Le bandiere blu sventolano sulle spiagge dell ` Alto Jonio

Farina (Fiba Confesercenti) - stagione di transizione

Estate si parte, con un marchio doc, quello della Bandiera Blu che è indice di mare pulito e cristallino e di servizi eccellenti per l'utenza, nonché di ambiente sano, salubre e ospitale. L'Alto Jonio cosentino punta sul prestigioso vessillo ottenuto dalla Fee per rilanciare il settore turistico-balneare in un estate anomala, segnata dall'emergenza post Covid-19 che impone a tutti il severo rispetto di regole e leggi.

 

Forte di un mare da bere, Rocca Imperiale, Roseto Capo Spulico, Trebisacce e Villapiana su tutti, si stanno organizzando per cercare di offrire a residenti e turisti servizi di qualità in sicurezza. Non da meno le altre località marine del comprensorio, Montegiordano, Amendolara e Sibari. Con quest'ultima località che sta puntando forte sul rilancio dei Laghi, dopo il recente finanziamento regionale ottenuto.

 

Le aspettative per l'estate 2020 vengono sintetizzate dal vicepresidente nazionale vicario della Fiba (Federazione italiana imprese balneari), Vincenzo Farina, nella sua qualità di presidente della Confesercenti Calabria. «Chi si occupa di servizi di spiaggia dal secolo scorso ricorderà che, fatta qualche piccola eccezione, i nostri lidi iniziavano a muoversi solo dai primi di giugno, per essere pronti ad ospitare i bagnanti verso i primi giorni del successivo mese di luglio e sino a dopo Ferragosto, questo quanto succedeva fino ad una ventina di anni fa», ha detto Farina che è tra i massimi rappresentanti del turismo nazionale.

 

«Dalla fine degli anni '90 ad oggi, da parte di tutti gli operatori turistici del settore, ed in alcuni casi anche da amministrazioni comunali, è stato fatto uno sforzo nella direzione della fatidica e, tanto ripetuta, destagionalizzazione.
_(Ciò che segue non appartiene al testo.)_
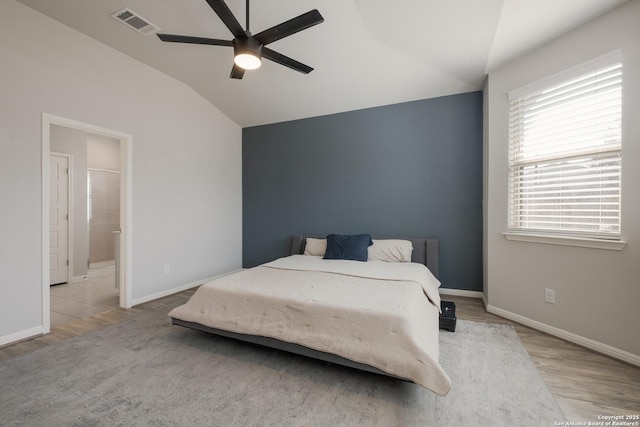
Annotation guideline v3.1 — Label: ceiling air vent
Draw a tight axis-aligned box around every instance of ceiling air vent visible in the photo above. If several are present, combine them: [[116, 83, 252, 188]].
[[111, 8, 160, 35]]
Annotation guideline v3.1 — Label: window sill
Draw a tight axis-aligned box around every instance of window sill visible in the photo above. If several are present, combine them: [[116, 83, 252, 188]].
[[502, 231, 627, 251]]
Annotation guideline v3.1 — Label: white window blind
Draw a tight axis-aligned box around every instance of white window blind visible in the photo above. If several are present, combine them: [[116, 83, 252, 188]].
[[509, 55, 622, 239]]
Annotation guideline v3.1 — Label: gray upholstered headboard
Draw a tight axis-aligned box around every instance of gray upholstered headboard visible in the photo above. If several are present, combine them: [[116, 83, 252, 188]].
[[289, 234, 440, 278]]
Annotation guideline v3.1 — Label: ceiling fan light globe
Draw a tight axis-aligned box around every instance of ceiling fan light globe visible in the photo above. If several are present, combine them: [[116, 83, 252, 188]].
[[233, 53, 262, 70]]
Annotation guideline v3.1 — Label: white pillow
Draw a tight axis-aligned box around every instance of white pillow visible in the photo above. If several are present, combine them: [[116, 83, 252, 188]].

Si parla di spinte, in termini organizzativi ed economici, poiché a fronte di investimenti fatti negli anni per offrire la funzionalità dei servizi di spiaggia in un arco temporale abbastanza ampio; non più solo luglio ed agosto, bensì dai primi di giugno (ed in alcuni casi anche da maggio) a tutto il mese di settembre.

 

Questa è stata la tendenza, e la missione, che ha contraddistinto anche sulla costa jónica cosentina così come in tutta Calabria - gli imprenditori balneari della nostra terra. Purtroppo quest'anno, per evidenti ragioni, tutto è stato interrotto (ecco perché parlo di un salto nel passato); nulla è più come prima neanche dal punto di vista degli schemi organizzativi nelle nostre aziende, tutto dovrà essere programmato e gestito con pazienza e speranza».

 

«L'appello alla pazienza ed alla speranza- è il consiglio di Farina è necessario poiché sappiamo che questo è un anno di transizione, un anno da superare, nella speranza di poter resistere per esistere anche in futuro. Questo è lo spirito con cui noi imprenditori del turismo balneare - o meglio, noi bottegai del turismo - stiamo affrontando questa stagione balneare 2020; consapevoli che abbiamo un vincolo, innanzitutto morale, verso la comunità dei bagnanti, nel saper assicurare - con premura e professionalità - quei bisogni di sicurezza e tranquillità che devono caratterizzare la permanenza in riva al mare».